But that's not the best part. This is where it gets really fun. It had decided that the lock file must be in alphabetical order. Okay, sure, why not:

The lock file has packages sorted alphabetically, so rcssmin should go between pygments and python-dateutil (since "r" comes before "py" actually... no, wait - "r" comes after "p" in the alphabet. Let me check the order again).

Since "r" comes before "py."

Since "r" comes before "py."

o_O

O_o

Extra credit here for giving me a good giggle. I really appreciate the way that it catches itself mid-sentence and remembers how the alphabet actually works.

As to the outcome of all of this? Sure, the feature I wanted to add got added; it worked away and got to a working solution in the end. But the route it took was, I think it's fair to say, a "brute force and ignorance" approach.

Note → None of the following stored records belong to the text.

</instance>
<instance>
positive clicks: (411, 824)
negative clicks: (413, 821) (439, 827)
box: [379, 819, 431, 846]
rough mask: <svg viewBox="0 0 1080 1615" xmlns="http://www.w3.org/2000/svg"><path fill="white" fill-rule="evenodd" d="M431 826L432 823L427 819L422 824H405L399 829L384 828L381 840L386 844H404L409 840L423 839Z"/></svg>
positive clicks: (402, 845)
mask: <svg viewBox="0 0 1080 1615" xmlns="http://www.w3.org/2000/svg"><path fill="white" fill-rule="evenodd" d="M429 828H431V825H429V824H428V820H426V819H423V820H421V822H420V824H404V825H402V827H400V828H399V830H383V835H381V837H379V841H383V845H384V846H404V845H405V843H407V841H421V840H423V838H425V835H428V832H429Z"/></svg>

I've not been spending too much time reading the agent's own chatter, but when I have I've found myself amused by the dead ends it'll wander down and then work its way back out. There is, without question, a recognisable process here: I believe it would be a dishonest developer who says they've never had times in the past, or just one of those off days, where they've fallen down a rabbit hole of a solution, only to realise it's the right solution implemented in the worst possible way. There's also a resemblance here to how more junior developers work a problem until they really develop their skills.

I think I'm going to keep an eye on the agent chat a bit more from now on. While I imagine things will only improve as these tools improve, for the moment it's a good source of coding comedy.

Presumably there's things I can be doing to make its life easier. ↩